B’nai Mitzvah Campaign is in a unique position in the Jewish world. We work closely with Jewish families from a wide variety of backgrounds for a key period in a young Jewish person’s life. We learn (excitedly so!) with students who have never read a word of Hebrew, to self-prescribed young scholars deepening their study with a synagogue curriculum.

We’re often asked for our position on how to navigate the diverse denominational and political terrain of the Jewish world? Where we might find examples for how to do Judaism ‘right’? If you said the Torah, you might just be correct. (You are.) This week’s portion in particular.

We begin the book of Bamidbar, often known as Numbers.

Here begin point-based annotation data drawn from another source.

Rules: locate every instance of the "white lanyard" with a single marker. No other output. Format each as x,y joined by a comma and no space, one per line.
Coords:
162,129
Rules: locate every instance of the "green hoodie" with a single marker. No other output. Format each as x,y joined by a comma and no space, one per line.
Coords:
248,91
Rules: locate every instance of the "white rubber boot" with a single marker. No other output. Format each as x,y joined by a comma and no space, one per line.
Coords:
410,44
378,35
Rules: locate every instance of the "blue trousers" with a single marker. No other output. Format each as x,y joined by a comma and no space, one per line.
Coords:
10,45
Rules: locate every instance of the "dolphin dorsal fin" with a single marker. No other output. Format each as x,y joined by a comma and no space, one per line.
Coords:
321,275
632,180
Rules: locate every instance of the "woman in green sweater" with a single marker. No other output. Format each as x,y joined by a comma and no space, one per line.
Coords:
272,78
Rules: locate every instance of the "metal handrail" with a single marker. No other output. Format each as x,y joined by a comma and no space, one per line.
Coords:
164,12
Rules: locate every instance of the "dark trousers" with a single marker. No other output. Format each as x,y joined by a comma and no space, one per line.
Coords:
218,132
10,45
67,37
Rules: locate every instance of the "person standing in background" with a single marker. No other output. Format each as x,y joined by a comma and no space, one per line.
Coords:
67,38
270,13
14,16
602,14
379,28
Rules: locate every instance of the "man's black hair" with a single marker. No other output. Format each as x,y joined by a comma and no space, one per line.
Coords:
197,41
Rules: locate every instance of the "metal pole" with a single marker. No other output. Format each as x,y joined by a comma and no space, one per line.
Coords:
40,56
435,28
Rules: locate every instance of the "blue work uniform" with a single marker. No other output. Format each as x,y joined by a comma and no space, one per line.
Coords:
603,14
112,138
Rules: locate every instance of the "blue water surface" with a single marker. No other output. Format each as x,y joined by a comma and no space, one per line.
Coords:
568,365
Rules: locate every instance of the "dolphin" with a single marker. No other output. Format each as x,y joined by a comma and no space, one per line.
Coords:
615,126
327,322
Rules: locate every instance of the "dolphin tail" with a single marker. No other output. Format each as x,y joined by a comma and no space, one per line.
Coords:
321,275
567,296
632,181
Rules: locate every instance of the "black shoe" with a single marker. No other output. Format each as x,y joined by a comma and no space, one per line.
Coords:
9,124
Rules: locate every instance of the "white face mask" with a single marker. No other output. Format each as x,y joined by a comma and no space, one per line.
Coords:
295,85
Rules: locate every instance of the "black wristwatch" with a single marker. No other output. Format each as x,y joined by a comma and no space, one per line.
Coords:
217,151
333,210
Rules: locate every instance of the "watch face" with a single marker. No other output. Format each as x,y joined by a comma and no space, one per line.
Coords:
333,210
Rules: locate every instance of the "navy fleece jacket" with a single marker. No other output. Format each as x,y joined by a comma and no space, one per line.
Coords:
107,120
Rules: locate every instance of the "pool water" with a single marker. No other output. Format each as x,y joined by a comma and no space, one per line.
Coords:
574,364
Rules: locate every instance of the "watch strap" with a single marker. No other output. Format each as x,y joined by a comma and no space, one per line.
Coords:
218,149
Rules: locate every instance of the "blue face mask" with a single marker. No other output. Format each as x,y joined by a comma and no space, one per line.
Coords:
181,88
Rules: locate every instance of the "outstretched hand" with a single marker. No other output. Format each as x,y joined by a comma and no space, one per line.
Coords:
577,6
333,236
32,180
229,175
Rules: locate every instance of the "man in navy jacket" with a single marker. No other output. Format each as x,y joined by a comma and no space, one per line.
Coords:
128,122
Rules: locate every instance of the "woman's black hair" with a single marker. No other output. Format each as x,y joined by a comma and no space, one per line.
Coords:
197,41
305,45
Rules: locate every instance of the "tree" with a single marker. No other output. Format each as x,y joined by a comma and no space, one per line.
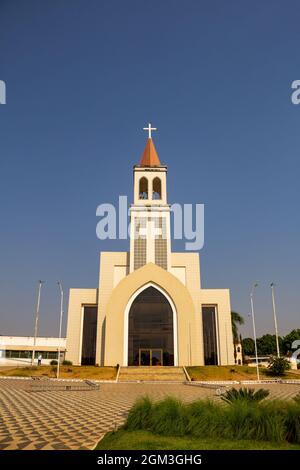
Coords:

The first portion is also called Bamidbar, meaning ‘in the desert’. We learn of the way that the Israelites arrange themselves in encampments around the Mishkan (earthly dwelling place of Hashem). On the surface this seems to point to a military strategy as they headed through the desert. Interestingly, the Torah says to do so, with “each person under his standard with the banners of his family.” Chassidic text Beit Aharon, later quoted in the modern Itturei Torah, continues:

Every Jew must know and think that they are unique in the world, and there was never anyone exactly like them–if there were someone like them (before), there would have been no need for you to come into the world. Every single person is someone new in the world, and it is their duty to improve all her ways, until all of Israel has attained perfection.

Here we can see fully juxtaposed the commitment we have to our Jewish community, with the requirement for us to discover our personal relationship to Judaism. The two flow into one another, yin and yang if you will.

So maybe the question isn’t about how to “do Judaism right”, but how we - and how you - want to discover and engage with it, and go from there.

Food for thought: Rabbi Neil J. Loevinger (of our time) elaborates, “Judaism is not “one size fits all!” One person may become zealously observant of ritual practices, another person may devote all her energy to to Judaism’s vision of social justice, a third may find that studying sacred texts is the proper “flag” for her living Judaism.

Experience it: Discuss with your family how you feel about your Judaism. How do you think about your Judaism? Where have you as parents come from? What would you like to explore within Judaism? How might you go about doing so individually and as a family?

Continuing to wish you safety and health, and sending a רְפוּאָה שְׁלֵמָה (r’fuah shlema, full recovery) to anyone currently in need.


For those in our community who have experienced loss at this time, 

המקום ינחם אתכם בתוך שאר אבלי ציון וירושלים

Hamakom yenakhem etekhem betokh shaar avelay tziyon viyrushalayim.

May Hashem comfort you among the rest of the mourners of Zion and Jerusalem.